Michael Hirschbichler

Michael Hirschbichler è fra i protagonisti della collettiva Legàmi ospitata dallo spazio romano artQ13 dal 26 al 29 maggio. Per l’occasione riproponiamo un’intervista con l’artista uscita sul numero di Inside Art 103.

A parlare con Michael Hirschbichler si ha l’impressione che quello che gli piace di più sia catalogare. La catalogazione di tutto. Seduto sul divano rosso, nel bianchissimo alloggio che villa Massimo riserva ai suoi borsisti, dice cose come: «Tutta l’architettura potrebbe essere classificata in un gradiente fra due opposti: redenzione e dannazione», «per continuare il mio catalogo sulla patologia delle superfici preferisco la periferia», «catalogare le persone in base al volto è dannoso ma è un modo di schedare il mondo», «lo spazio costruito è senza eccezioni un sistema di catalogazione», «tutto si può catalogare fra due estremi», «catalogare è sempre pericoloso». Michael è un architetto e le sue piantine sono una buona introduzione alla sua poetica, diciamo così, catalogatoria.
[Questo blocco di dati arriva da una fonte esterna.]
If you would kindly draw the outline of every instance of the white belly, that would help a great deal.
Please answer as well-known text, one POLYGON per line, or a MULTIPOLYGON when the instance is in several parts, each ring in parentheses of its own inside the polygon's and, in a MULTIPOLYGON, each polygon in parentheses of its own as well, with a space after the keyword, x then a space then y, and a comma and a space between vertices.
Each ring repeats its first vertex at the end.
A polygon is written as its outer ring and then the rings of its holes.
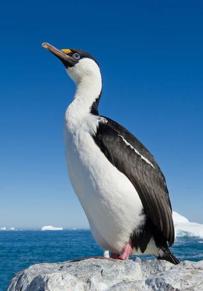
POLYGON ((138 194, 88 132, 80 130, 73 135, 65 126, 64 137, 70 180, 93 235, 103 248, 120 252, 130 234, 143 223, 138 194))

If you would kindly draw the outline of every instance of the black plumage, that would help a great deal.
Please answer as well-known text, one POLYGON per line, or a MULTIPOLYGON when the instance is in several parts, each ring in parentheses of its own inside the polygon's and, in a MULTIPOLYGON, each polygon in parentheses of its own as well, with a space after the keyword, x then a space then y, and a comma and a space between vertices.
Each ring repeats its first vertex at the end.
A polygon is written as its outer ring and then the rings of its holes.
POLYGON ((173 243, 174 229, 165 178, 153 156, 135 136, 115 121, 102 117, 107 122, 101 118, 93 137, 109 161, 133 184, 147 216, 142 229, 131 235, 134 246, 143 253, 153 236, 156 246, 168 252, 167 242, 169 246, 173 243))

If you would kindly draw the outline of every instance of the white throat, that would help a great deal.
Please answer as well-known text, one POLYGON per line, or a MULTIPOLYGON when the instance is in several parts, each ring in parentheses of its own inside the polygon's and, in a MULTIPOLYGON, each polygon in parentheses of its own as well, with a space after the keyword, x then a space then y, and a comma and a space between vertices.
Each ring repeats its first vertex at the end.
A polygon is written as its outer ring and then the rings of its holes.
POLYGON ((74 67, 66 69, 76 85, 73 101, 69 107, 80 114, 89 113, 94 102, 100 95, 102 87, 100 70, 91 59, 84 58, 74 67))

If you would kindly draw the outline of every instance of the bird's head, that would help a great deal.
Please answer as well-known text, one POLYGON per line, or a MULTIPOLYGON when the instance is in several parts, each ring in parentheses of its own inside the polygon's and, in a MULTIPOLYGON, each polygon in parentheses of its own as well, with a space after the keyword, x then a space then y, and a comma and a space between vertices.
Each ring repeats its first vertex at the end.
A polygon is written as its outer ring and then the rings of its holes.
POLYGON ((85 50, 77 48, 60 50, 47 43, 43 43, 42 46, 63 63, 68 75, 76 84, 79 83, 83 79, 95 75, 100 76, 98 63, 85 50))

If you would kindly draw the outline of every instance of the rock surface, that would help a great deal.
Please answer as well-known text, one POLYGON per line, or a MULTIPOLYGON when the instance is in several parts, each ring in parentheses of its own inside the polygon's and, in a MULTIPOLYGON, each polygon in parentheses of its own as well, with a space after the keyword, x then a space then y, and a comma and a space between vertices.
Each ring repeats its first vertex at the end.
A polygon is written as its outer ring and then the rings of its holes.
POLYGON ((90 259, 37 264, 16 274, 8 291, 201 291, 203 260, 112 262, 90 259))

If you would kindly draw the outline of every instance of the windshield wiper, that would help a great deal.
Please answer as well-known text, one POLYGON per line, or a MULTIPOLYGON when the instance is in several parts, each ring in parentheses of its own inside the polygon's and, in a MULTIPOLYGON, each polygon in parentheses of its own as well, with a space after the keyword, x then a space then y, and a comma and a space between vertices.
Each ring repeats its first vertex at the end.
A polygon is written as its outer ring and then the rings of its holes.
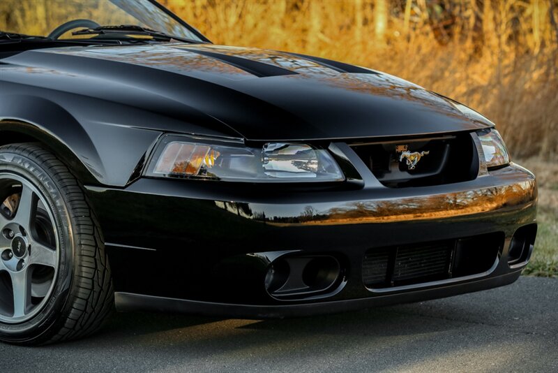
POLYGON ((146 36, 151 36, 156 41, 170 41, 172 39, 183 41, 186 43, 200 43, 197 41, 193 41, 186 38, 179 36, 174 36, 172 35, 167 35, 164 32, 158 31, 146 27, 142 27, 141 26, 135 26, 133 24, 121 24, 119 26, 101 26, 94 29, 84 29, 72 33, 72 35, 110 35, 110 34, 120 34, 126 35, 143 35, 146 36))

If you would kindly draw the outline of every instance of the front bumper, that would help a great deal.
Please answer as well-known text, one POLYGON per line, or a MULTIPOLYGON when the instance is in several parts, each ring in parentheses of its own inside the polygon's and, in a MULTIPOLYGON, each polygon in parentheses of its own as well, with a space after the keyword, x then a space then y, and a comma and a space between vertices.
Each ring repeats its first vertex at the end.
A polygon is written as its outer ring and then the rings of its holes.
POLYGON ((515 164, 474 180, 390 189, 296 191, 258 185, 140 179, 123 189, 90 186, 112 267, 117 304, 237 316, 343 311, 448 296, 509 284, 516 231, 533 224, 534 176, 515 164), (377 247, 502 233, 490 270, 375 291, 363 259, 377 247), (280 300, 264 281, 273 253, 338 256, 344 280, 319 297, 280 300), (271 254, 270 255, 270 253, 271 254))

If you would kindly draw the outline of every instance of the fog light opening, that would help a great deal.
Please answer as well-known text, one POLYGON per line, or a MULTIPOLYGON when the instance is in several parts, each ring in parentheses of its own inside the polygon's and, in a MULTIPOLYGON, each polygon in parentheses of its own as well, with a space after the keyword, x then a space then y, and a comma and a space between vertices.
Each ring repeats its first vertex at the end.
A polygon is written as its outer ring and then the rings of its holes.
POLYGON ((269 293, 281 288, 289 279, 290 268, 289 264, 282 259, 279 259, 271 264, 267 269, 264 285, 269 293))
POLYGON ((536 224, 525 226, 515 231, 508 251, 508 264, 520 266, 529 261, 536 237, 536 224))
POLYGON ((309 288, 326 290, 336 281, 340 273, 339 262, 333 256, 312 259, 302 272, 302 279, 309 288))

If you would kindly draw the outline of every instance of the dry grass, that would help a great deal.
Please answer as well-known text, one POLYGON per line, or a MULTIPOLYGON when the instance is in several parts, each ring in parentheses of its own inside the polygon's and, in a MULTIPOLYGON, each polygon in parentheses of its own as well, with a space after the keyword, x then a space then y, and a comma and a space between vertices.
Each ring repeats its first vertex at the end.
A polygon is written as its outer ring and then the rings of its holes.
POLYGON ((558 159, 558 0, 163 2, 216 43, 401 76, 486 115, 514 154, 558 159))

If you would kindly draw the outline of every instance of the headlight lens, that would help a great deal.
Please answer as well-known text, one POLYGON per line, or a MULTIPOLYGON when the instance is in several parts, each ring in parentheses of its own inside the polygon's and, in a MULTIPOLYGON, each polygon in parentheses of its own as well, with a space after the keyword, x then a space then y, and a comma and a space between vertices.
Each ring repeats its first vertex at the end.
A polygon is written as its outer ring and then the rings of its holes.
POLYGON ((331 155, 306 144, 240 143, 165 138, 148 175, 251 182, 339 182, 345 176, 331 155))
POLYGON ((478 132, 478 139, 483 146, 484 159, 488 168, 499 167, 510 163, 510 156, 506 144, 495 129, 478 132))

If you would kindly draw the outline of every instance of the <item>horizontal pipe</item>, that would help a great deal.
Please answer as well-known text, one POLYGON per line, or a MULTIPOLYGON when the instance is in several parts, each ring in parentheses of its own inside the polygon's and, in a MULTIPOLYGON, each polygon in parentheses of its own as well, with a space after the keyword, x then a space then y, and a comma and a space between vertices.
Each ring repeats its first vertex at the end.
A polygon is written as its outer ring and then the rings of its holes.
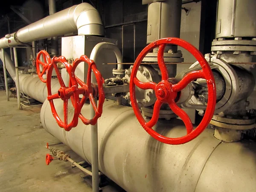
POLYGON ((104 27, 98 11, 84 3, 49 15, 0 39, 0 48, 78 32, 79 35, 104 36, 104 27))
MULTIPOLYGON (((55 101, 62 117, 63 102, 55 101)), ((81 113, 89 116, 89 108, 85 104, 81 113)), ((255 143, 222 143, 207 129, 187 143, 166 145, 145 131, 132 108, 106 100, 103 111, 98 120, 99 170, 126 191, 254 191, 255 143)), ((48 101, 43 105, 41 118, 47 131, 91 163, 89 126, 79 120, 77 127, 65 131, 56 125, 48 101)), ((170 137, 186 133, 183 122, 176 119, 160 119, 153 128, 170 137)))
MULTIPOLYGON (((90 176, 93 175, 93 173, 92 173, 91 172, 90 172, 88 169, 87 169, 85 168, 84 168, 83 167, 82 167, 81 166, 80 166, 79 164, 78 164, 76 161, 74 161, 72 159, 71 159, 68 157, 67 157, 66 159, 67 159, 67 160, 69 161, 70 162, 72 165, 74 165, 75 166, 76 166, 76 167, 77 167, 78 169, 79 169, 81 171, 84 172, 85 173, 89 175, 90 175, 90 176)), ((100 172, 99 172, 99 175, 101 175, 100 172)))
Prendiamo Theatrum orbis terrarum. Cosa cercavi?
«La piantina è un inventario dell’architettura ideologica. Rappresenta la pianta di diversi edifici, in diverse epoche, uniti nella concezione di spazio inteso come espressione di un sistema politico.Uno spazio che progettato in questo modo influenza l’agire di un popolo, forma la gente. Lo spazio costruito è senza eccezioni un sistema di catalogazione che non è mai giusto, è l’espressione di un pensiero a volte disumano altre volte più umano ma sempre pericoloso.Ogni spazio separato è quindi comunque dannoso e il filo spinato ne è un esempio. Penso ai sistemi totalitari in Germania, in Russia, in Italia ma anche ad alcune costruzioni statunitensi. Nella piantina c’è per esempio Luxor dell’antico Egitto, San Pietro di Roma e grattacieli di Dubai, tutti riuniti dalla forte idea di potere che vogliono rappresentare. Nonostante il dato di partenza reale, non volevo raccontare nessuna città esistente, ma costruire un’ipotetica metropoli in cui l’ideologia sia all’ennesima potenza.Una città che potrebbe essere nella stessa misura un sogno o un incubo».

Secondo te sarebbe una bella città?
«Sarebbe interessante ma molto forte. Dove ogni costruzione è ideologica non c’è niente di normale, di banale da vedere. Ma in generale credo che tutta l’architettura potrebbe essere classificata in un gradiente fra due opposti: sogno e incubo o redenzione e dannazione.Nella redenzione potrebbero rientrare le chiese.Nella dannazione i regimi totalitari o, ancora meglio, le prigioni e i campi di concentramento. Tutte tipologie architettoniche create per distruggere le persone, per negare le caratteristiche dell’essere umano come la libertà e la vita».

È dal disumano della dannazione che hai cominciato a ingrandire le piantine degli edifici?
«Sì. Per ottenere l’idea di enormità ho cominciato col disegnare piantine che sono la somma della pianta di un solo edificio ripetuto.È una tecnica modernista: ripetere per avere una struttura enorme che non è più umana ma il puro stato di un sistema, pura architettura dove l’uomo diventa un errore.Nei sistemi autoritari la ripetizione è fondamentale per guadagnare la grandezza della struttura e imporsi sul popolo».

Anche qui il punto di partenza è un dato reale.
«Credo sia fondamentale partire da un qualcosa che già esiste, non iniziare senza niente. L’invenzione per me non è così importante come la ricerca e la meditazione sull’esistente. Cerco una distillazione della realtà, una sua catalogazione, più valida, per me, che inventare qualcosa che non esiste. L’arte non deve mai staccarsi dal reale che può essere il suo punto di partenza o il suo punto di arrivo,mai un rifugio.Non bisogna rinchiudersi in una torre d’avorio ma stare qui, in questo mondo».

Il concetto dello stare qui è anche la base della tua ricerca fotografica.
«Nella serie Patologia della superficie analizzo in luoghi differenti la malattia della pelle delle costruzioni. Una raccolta di foto che diventa una cartella clinica nel raccontare la storia di un muro; cosa ha passato, quanto è vecchio, quante volte è stato ridipinto o se non lo è mai stato. Evito di fotografare le facciate delle case, ritraggo solo gli angoli. La facciata ha sempre un disegno preciso, è più curata del resto dell’edificio, nella parte laterale rimane la pura funzionalità che non è mai fatta per esprimere qualcosa. Ecco perché per continuare il mio catalogo preferisco la periferia, di norma meno truccata del centro. Periferia dove ogni angolo è come un uomo che non ha mai fatto una doccia e certo non si fa bello per una visita».